Absolutely. Let’s jump back to innovation. You talked about that as a core pillar and the industries that you target. You target disruptive industries, which is a really interesting strategy. I had another guest on the show, her name is Karen Norheim. She’s the president of American Crane, and what they talked about in terms of innovation is they set up a technology group to have an R&D aspect to what they do. When you think about innovation, and one of the things on your website, I noticed you said, “Look beyond yourself to embrace new technologies,” which is why I mentioned this other manufacturing company that says, “Yeah, we’re gonna do the same thing.” How does Talan Products do that? Maybe some examples. Could you share?

Steve Peplin:

35 years ago, the way that the material was fed into a punch press was with a couple of different mechanical systems, like air feeds and gear feeds and there was this new thing called a servo feed, which was really technologically advanced at that time. 35 years ago, they didn’t exist. We were one of the earliest adopters.
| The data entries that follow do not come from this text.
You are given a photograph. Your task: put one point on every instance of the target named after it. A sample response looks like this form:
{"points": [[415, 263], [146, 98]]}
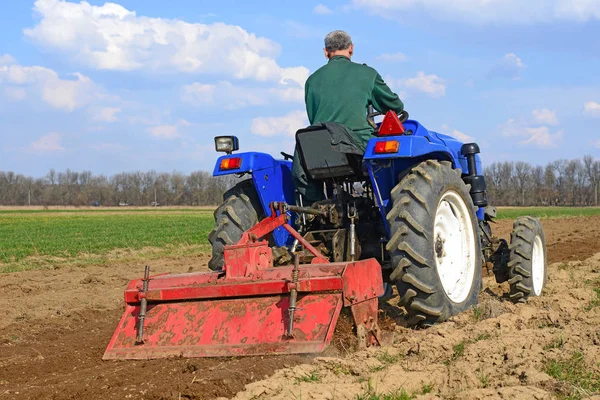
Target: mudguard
{"points": [[416, 145], [272, 180]]}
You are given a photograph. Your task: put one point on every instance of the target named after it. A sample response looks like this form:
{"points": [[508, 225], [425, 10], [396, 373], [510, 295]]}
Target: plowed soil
{"points": [[55, 325]]}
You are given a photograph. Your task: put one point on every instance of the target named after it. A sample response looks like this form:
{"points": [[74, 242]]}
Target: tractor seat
{"points": [[322, 159]]}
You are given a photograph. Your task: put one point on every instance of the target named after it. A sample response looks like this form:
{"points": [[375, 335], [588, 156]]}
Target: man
{"points": [[341, 92]]}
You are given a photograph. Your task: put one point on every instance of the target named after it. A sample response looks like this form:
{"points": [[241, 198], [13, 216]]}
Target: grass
{"points": [[35, 240], [313, 377], [555, 344], [577, 382], [484, 378], [372, 394], [547, 212], [483, 336], [459, 350], [398, 394], [595, 302]]}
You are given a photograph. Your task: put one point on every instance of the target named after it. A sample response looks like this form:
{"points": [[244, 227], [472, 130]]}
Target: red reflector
{"points": [[391, 125], [230, 163], [390, 146]]}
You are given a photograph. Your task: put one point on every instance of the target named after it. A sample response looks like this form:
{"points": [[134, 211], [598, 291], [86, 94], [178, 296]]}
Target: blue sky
{"points": [[139, 85]]}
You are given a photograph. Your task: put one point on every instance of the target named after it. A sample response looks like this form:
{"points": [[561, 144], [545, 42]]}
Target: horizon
{"points": [[132, 85]]}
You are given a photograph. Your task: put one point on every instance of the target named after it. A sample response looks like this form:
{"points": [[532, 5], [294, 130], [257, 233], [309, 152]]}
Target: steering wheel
{"points": [[287, 156], [372, 113]]}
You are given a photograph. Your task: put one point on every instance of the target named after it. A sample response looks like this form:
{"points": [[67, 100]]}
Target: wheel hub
{"points": [[454, 246], [439, 247]]}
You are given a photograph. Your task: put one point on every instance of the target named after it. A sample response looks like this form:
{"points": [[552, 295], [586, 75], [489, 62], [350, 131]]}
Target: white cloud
{"points": [[392, 57], [66, 94], [432, 85], [592, 108], [15, 93], [482, 12], [114, 38], [287, 124], [105, 114], [167, 131], [322, 9], [164, 131], [6, 59], [539, 137], [48, 143], [230, 96], [463, 137], [510, 66], [544, 116]]}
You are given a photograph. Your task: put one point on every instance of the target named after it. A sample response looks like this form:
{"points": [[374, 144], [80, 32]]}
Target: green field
{"points": [[37, 239], [547, 212]]}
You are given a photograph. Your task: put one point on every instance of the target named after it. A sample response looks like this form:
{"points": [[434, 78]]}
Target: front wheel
{"points": [[240, 211], [528, 263], [435, 244]]}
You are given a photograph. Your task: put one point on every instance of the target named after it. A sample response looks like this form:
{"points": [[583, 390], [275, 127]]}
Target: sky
{"points": [[146, 84]]}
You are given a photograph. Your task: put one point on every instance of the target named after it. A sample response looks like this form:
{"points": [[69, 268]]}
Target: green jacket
{"points": [[341, 90]]}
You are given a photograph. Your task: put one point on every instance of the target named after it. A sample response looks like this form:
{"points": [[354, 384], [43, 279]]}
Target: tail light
{"points": [[391, 125], [230, 163], [389, 146]]}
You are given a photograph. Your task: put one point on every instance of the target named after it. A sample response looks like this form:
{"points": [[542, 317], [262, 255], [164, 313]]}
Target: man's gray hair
{"points": [[337, 40]]}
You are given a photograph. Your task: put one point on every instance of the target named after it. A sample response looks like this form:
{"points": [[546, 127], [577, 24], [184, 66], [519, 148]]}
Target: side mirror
{"points": [[227, 144]]}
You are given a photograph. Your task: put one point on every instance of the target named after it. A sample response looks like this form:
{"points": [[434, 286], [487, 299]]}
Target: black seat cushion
{"points": [[328, 151]]}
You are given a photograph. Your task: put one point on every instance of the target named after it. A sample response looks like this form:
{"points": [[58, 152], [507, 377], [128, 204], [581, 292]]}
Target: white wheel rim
{"points": [[538, 265], [454, 246]]}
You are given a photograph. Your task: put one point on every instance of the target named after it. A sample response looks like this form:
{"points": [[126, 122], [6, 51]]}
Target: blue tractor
{"points": [[416, 201]]}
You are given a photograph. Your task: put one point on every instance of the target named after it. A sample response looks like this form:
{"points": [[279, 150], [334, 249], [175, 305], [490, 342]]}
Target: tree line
{"points": [[71, 188], [562, 182]]}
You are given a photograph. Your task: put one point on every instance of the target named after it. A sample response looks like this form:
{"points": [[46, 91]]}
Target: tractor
{"points": [[411, 212]]}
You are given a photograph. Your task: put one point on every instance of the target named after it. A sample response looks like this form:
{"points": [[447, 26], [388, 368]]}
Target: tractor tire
{"points": [[240, 211], [435, 246], [528, 264]]}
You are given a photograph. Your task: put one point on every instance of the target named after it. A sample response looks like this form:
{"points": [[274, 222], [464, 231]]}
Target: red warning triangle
{"points": [[391, 125]]}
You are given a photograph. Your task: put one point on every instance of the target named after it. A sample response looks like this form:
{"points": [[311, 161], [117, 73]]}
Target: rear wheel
{"points": [[240, 211], [435, 245], [527, 265]]}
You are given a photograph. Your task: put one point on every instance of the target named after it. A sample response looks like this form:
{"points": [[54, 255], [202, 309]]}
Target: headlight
{"points": [[226, 144]]}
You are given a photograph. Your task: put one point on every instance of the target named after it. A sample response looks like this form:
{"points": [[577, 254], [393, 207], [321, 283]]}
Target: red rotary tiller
{"points": [[251, 307]]}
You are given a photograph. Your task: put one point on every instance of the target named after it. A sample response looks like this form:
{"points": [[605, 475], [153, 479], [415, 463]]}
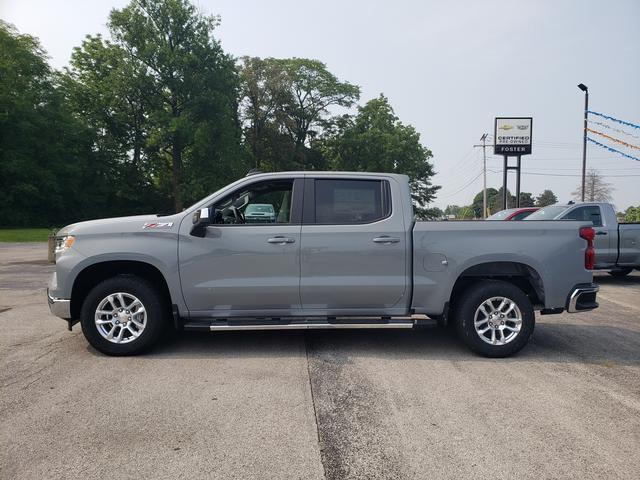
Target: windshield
{"points": [[501, 215], [547, 213]]}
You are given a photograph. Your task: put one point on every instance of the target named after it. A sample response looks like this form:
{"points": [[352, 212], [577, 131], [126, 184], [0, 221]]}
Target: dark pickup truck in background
{"points": [[617, 244]]}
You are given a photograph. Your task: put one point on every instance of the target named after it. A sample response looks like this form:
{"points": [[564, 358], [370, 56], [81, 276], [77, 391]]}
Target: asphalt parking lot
{"points": [[377, 404]]}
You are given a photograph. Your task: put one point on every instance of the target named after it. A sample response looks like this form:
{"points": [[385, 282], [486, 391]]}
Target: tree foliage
{"points": [[284, 106], [46, 160], [375, 140], [546, 198], [596, 188], [156, 115], [632, 214], [190, 91]]}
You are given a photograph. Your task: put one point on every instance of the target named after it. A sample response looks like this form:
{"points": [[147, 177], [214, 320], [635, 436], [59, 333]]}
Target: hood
{"points": [[137, 223]]}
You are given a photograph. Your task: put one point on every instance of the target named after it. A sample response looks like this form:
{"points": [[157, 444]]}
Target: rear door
{"points": [[353, 246]]}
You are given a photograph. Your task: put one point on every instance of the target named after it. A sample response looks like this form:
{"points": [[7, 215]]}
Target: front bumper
{"points": [[60, 307], [582, 298]]}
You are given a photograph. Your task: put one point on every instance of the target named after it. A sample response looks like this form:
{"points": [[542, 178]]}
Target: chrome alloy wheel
{"points": [[498, 320], [120, 317]]}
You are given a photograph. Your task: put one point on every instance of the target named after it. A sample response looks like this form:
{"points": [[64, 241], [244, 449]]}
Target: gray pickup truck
{"points": [[343, 250], [617, 244]]}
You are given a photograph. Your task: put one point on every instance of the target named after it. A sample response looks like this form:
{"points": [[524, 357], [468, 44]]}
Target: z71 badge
{"points": [[158, 225]]}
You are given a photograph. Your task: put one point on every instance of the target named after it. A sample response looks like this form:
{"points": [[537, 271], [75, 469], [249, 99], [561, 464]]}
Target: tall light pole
{"points": [[483, 139], [584, 88]]}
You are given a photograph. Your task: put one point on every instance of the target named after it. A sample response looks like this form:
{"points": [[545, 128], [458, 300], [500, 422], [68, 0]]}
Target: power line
{"points": [[468, 184]]}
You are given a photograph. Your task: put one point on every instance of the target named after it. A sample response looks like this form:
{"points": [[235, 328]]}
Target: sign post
{"points": [[512, 138]]}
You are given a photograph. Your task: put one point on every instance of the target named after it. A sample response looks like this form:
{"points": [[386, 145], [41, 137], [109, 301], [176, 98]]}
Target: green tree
{"points": [[526, 199], [478, 202], [112, 94], [46, 155], [596, 188], [632, 214], [285, 105], [193, 86], [546, 198], [376, 140]]}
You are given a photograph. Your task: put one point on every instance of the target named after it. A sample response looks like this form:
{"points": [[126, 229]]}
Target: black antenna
{"points": [[253, 171]]}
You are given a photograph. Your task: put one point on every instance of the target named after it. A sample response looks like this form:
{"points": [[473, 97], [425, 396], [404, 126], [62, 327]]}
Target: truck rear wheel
{"points": [[494, 318], [123, 315]]}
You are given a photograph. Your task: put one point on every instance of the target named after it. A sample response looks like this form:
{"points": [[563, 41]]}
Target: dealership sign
{"points": [[512, 136]]}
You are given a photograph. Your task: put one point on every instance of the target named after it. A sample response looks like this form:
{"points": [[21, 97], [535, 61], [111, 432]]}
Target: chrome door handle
{"points": [[281, 240], [385, 239]]}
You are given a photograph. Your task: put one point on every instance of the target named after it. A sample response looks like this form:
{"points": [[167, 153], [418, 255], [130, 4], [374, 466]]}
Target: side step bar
{"points": [[278, 324]]}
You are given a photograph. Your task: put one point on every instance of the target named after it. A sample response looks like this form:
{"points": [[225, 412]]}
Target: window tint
{"points": [[259, 203], [521, 215], [351, 201], [586, 214]]}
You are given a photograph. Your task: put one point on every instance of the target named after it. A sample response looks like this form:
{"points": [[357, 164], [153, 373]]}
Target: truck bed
{"points": [[552, 252]]}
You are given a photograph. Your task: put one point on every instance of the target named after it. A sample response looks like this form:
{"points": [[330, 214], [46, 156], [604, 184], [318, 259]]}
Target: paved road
{"points": [[310, 405]]}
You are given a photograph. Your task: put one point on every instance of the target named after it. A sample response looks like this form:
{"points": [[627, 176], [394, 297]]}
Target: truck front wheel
{"points": [[123, 315], [494, 318]]}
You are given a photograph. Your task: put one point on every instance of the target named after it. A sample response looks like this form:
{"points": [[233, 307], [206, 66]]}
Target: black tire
{"points": [[620, 273], [156, 315], [470, 301]]}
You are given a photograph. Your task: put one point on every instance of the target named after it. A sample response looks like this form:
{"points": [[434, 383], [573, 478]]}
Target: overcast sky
{"points": [[448, 68]]}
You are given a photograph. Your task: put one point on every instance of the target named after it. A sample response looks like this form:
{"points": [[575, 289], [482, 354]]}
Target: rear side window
{"points": [[351, 201], [586, 214]]}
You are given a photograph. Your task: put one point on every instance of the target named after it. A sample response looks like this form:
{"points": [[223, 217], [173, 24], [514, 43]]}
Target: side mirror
{"points": [[201, 220]]}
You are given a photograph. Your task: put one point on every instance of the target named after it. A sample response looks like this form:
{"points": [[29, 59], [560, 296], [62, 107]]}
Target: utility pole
{"points": [[584, 88], [483, 139]]}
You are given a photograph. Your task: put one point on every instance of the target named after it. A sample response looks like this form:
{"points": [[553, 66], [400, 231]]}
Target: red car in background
{"points": [[513, 213]]}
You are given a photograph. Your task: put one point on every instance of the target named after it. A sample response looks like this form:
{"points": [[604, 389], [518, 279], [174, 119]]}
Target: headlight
{"points": [[64, 243]]}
Wait, matter of fact, our servo had a three digit serial number on it, meaning they made less than 1000 of them. Nowadays, they dominate the industry, and that’s standard, just like the digital revolution; assembler does it, digitizes the movement and so you can use a computer to control mechanical movement in your press. There’s presses that are servo presses now, not just accessories to feed the stock, but that was an example of a long time ago. 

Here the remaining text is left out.